By Tom Still

EAU CLAIRE – When Zach Halmstad looks at the under-construction Confluence Arts Center, the software entrepreneur sees more than a performing arts building.

He sees a big part of the future of downtown Eau Claire.

“This is economic development through the arts,” said Halmstad, who launched Jamf Software in the early 2000s with a couple of friends and has since led its growth to 600 employees, 10,000 customers and eight offices worldwide.

The story of Jamf and the renaissance of downtown Eau Claire has flowed together, much like the confluence of the Chippewa and Eau Claire rivers in that western Wisconsin city of 64,000 people.

It has come to symbolize what can happen when a city builds on its indigenous strengths to attract and retain the talent needed to compete in a modern economy.

Halmstad was part of a Feb. 28 panel discussion on the UW-Eau Claire campus, where he earned a music degree, along with three other entrepreneurs who represent the city’s rebirth as a tech and arts hub.

They talked about the role of the $45-million Confluence project, which will include a performing arts center, a recently opened student housing center and more, courtesy of a combination of public and private investment.

In part because Confluence was envisioned five years ago, Eau Claire’s downtown also includes Jamf’s headquarters, the renovated Lismore and Oxbow hotels, other commercial buildings and an array of shops and restaurants in a part of the city that was almost left for dead.

“My hope is that it continues to grow,” Halmstad said of Eau Claire’s core. “Our downtown doesn’t look today like it did five years ago, and I hope five years from now it doesn’t look like it does today… in a positive way.”

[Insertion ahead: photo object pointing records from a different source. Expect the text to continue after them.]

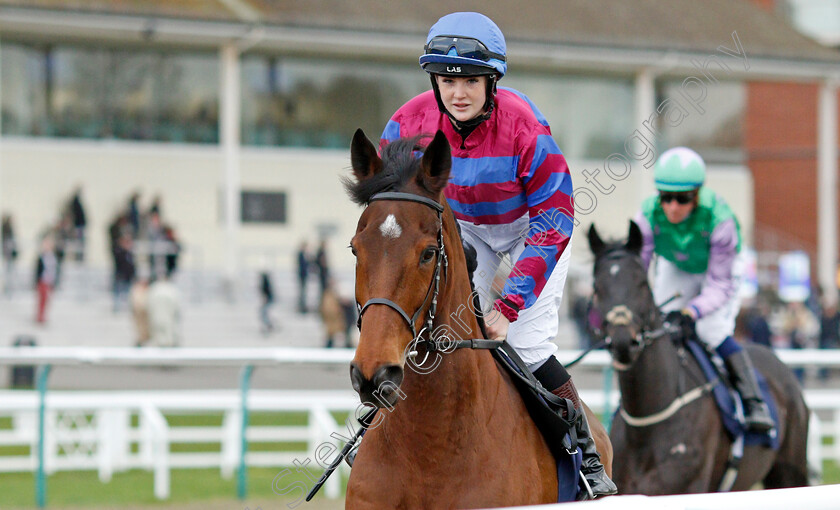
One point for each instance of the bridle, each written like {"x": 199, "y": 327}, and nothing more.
{"x": 441, "y": 266}
{"x": 621, "y": 315}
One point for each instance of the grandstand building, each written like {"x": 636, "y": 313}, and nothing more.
{"x": 239, "y": 113}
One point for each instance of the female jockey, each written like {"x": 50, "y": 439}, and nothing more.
{"x": 698, "y": 241}
{"x": 510, "y": 190}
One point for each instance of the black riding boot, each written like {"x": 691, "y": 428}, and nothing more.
{"x": 756, "y": 412}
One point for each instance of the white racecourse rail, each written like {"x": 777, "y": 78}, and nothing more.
{"x": 93, "y": 430}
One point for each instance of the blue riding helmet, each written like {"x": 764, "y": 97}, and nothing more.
{"x": 466, "y": 44}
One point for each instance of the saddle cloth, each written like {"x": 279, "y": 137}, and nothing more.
{"x": 723, "y": 393}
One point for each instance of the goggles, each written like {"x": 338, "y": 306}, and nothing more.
{"x": 466, "y": 47}
{"x": 681, "y": 198}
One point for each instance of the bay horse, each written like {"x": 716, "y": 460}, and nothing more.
{"x": 457, "y": 435}
{"x": 677, "y": 443}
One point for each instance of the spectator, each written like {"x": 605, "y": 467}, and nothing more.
{"x": 155, "y": 207}
{"x": 799, "y": 327}
{"x": 758, "y": 329}
{"x": 350, "y": 319}
{"x": 79, "y": 222}
{"x": 267, "y": 296}
{"x": 332, "y": 315}
{"x": 164, "y": 313}
{"x": 10, "y": 252}
{"x": 124, "y": 270}
{"x": 45, "y": 276}
{"x": 139, "y": 298}
{"x": 303, "y": 261}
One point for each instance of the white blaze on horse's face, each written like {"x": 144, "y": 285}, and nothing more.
{"x": 390, "y": 228}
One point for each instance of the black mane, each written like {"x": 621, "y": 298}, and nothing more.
{"x": 399, "y": 166}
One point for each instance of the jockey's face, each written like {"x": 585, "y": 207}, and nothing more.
{"x": 463, "y": 97}
{"x": 678, "y": 206}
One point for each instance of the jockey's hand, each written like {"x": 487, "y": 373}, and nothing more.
{"x": 496, "y": 325}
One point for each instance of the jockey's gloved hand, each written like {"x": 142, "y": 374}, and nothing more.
{"x": 685, "y": 320}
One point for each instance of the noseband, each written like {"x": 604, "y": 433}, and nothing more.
{"x": 434, "y": 286}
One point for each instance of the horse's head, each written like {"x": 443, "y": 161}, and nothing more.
{"x": 622, "y": 295}
{"x": 399, "y": 255}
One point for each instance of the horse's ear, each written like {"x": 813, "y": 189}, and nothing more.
{"x": 363, "y": 157}
{"x": 596, "y": 244}
{"x": 436, "y": 164}
{"x": 634, "y": 238}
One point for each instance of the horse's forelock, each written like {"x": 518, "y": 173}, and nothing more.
{"x": 399, "y": 165}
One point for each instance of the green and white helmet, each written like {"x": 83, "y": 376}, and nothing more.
{"x": 679, "y": 169}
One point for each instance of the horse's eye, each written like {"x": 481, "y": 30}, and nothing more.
{"x": 428, "y": 255}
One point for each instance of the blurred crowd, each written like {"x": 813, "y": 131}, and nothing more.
{"x": 765, "y": 319}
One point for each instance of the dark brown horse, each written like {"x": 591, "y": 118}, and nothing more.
{"x": 676, "y": 442}
{"x": 454, "y": 433}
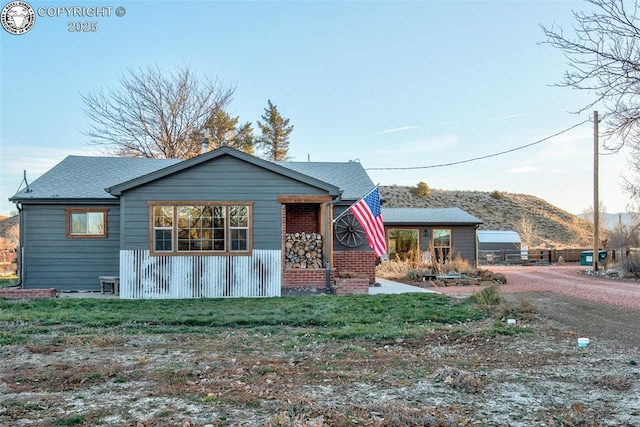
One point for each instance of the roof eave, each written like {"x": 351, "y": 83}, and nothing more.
{"x": 117, "y": 190}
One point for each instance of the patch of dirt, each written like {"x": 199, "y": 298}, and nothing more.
{"x": 479, "y": 373}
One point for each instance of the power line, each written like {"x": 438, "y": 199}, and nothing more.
{"x": 487, "y": 156}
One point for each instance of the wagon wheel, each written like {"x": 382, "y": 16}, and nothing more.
{"x": 348, "y": 231}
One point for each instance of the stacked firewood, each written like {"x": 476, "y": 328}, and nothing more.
{"x": 303, "y": 250}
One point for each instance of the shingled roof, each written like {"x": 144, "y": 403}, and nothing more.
{"x": 417, "y": 216}
{"x": 88, "y": 178}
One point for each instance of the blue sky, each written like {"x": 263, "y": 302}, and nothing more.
{"x": 389, "y": 83}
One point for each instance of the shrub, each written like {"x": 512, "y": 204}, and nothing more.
{"x": 497, "y": 194}
{"x": 420, "y": 190}
{"x": 631, "y": 267}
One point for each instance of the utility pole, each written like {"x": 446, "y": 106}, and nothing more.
{"x": 596, "y": 201}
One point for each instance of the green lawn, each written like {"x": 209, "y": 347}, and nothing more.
{"x": 7, "y": 281}
{"x": 345, "y": 317}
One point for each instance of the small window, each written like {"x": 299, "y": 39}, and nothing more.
{"x": 441, "y": 243}
{"x": 163, "y": 228}
{"x": 87, "y": 223}
{"x": 403, "y": 243}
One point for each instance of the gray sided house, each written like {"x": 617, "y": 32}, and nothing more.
{"x": 436, "y": 232}
{"x": 222, "y": 224}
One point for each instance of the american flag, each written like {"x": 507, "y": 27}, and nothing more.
{"x": 367, "y": 212}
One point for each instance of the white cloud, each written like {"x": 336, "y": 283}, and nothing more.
{"x": 412, "y": 149}
{"x": 525, "y": 169}
{"x": 400, "y": 129}
{"x": 511, "y": 116}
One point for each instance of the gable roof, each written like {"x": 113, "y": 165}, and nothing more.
{"x": 223, "y": 151}
{"x": 427, "y": 216}
{"x": 82, "y": 177}
{"x": 89, "y": 178}
{"x": 349, "y": 176}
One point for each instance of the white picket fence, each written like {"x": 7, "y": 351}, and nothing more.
{"x": 174, "y": 277}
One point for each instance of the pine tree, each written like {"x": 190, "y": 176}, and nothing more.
{"x": 222, "y": 130}
{"x": 274, "y": 140}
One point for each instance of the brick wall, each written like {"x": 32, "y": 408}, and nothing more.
{"x": 302, "y": 217}
{"x": 17, "y": 293}
{"x": 299, "y": 277}
{"x": 358, "y": 262}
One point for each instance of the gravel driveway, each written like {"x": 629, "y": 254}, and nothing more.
{"x": 590, "y": 306}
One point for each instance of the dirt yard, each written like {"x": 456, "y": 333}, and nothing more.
{"x": 456, "y": 376}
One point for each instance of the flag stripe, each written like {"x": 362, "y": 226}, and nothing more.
{"x": 367, "y": 212}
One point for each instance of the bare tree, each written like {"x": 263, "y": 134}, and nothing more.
{"x": 603, "y": 58}
{"x": 152, "y": 114}
{"x": 223, "y": 130}
{"x": 275, "y": 130}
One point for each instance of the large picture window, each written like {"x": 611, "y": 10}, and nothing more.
{"x": 86, "y": 223}
{"x": 198, "y": 227}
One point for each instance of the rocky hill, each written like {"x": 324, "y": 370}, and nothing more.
{"x": 543, "y": 224}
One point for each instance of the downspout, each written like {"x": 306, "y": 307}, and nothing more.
{"x": 476, "y": 245}
{"x": 328, "y": 223}
{"x": 20, "y": 254}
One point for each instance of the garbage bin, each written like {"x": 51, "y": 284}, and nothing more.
{"x": 586, "y": 257}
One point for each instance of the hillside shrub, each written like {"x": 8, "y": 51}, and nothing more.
{"x": 631, "y": 267}
{"x": 420, "y": 190}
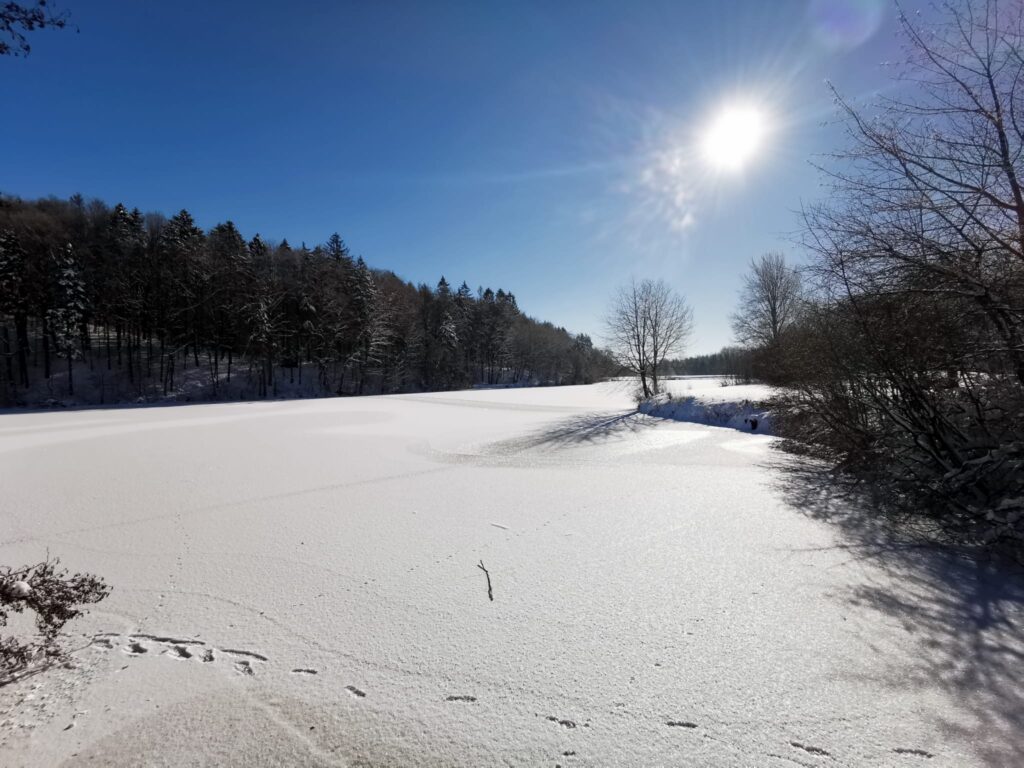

Music is a big reason why the city is hitting the right notes. The Chippewa Valley region host five music festivals each summer that attract tens of thousands of visitors from around the world. It is also home to about 20 bands that have won national awards – including Grammy-winning Bon Iver – a number of recording studios and an acclaimed music program at UW-Eau Claire.

Few cities in Wisconsin can lay claim to that kind of music tradition, but other cities can build on their own strengths as places to live, work and play.

Cool cities are hot cities when it comes to company and job creation. While many people think that’s largely a big-city phenomenon, it has increasingly become true for mid-sized and even small cities.

Wisconsin is a state of mid-sized cities. Only Milwaukee and Madison rank among the nation’s 100 largest cities, but Wisconsin boasts a dozen cities with 50,000 or more people and many more that are large enough to stand out as economic magnets in their counties or regions.

Although Wisconsin’s population continues to expand, its civilian workforce is flattening out and may even decline by 2035, according to state Department of Workforce Development estimates. In part, that’s because the state’s population is aging, but Wisconsin must also do a better job of attracting and retaining young workers – primarily those in their 20s and 30s.

After being told repeatedly he couldn’t build a software company in Eau Claire, Halmstad proved the skeptics wrong by offering a creative work environment and by promoting the region as an attractive place for young people to live.

It’s a formula that is working in other mid-sized cities such as Appleton and Beloit, where downtown revivals are underway.

Why are cities of all sizes important? In 47 of 50 states, including Wisconsin, they generate the majority of all economic output. In Wisconsin, cities of 50,000 or more account for 73 percent of the state’s jobs.

Those cities must become magnets for talent in order for Wisconsin to compete. While the state loses some of its homegrown talent to other states, studies show an even bigger problem may be its failure to attract people from beyond.

“Cool” cities of all sizes can help with that challenge – not only in bringing home those who left Wisconsin, but in appealing to people elsewhere. It’s not just about brats and cheese in the emerging battle for talent, but computer bytes and culture.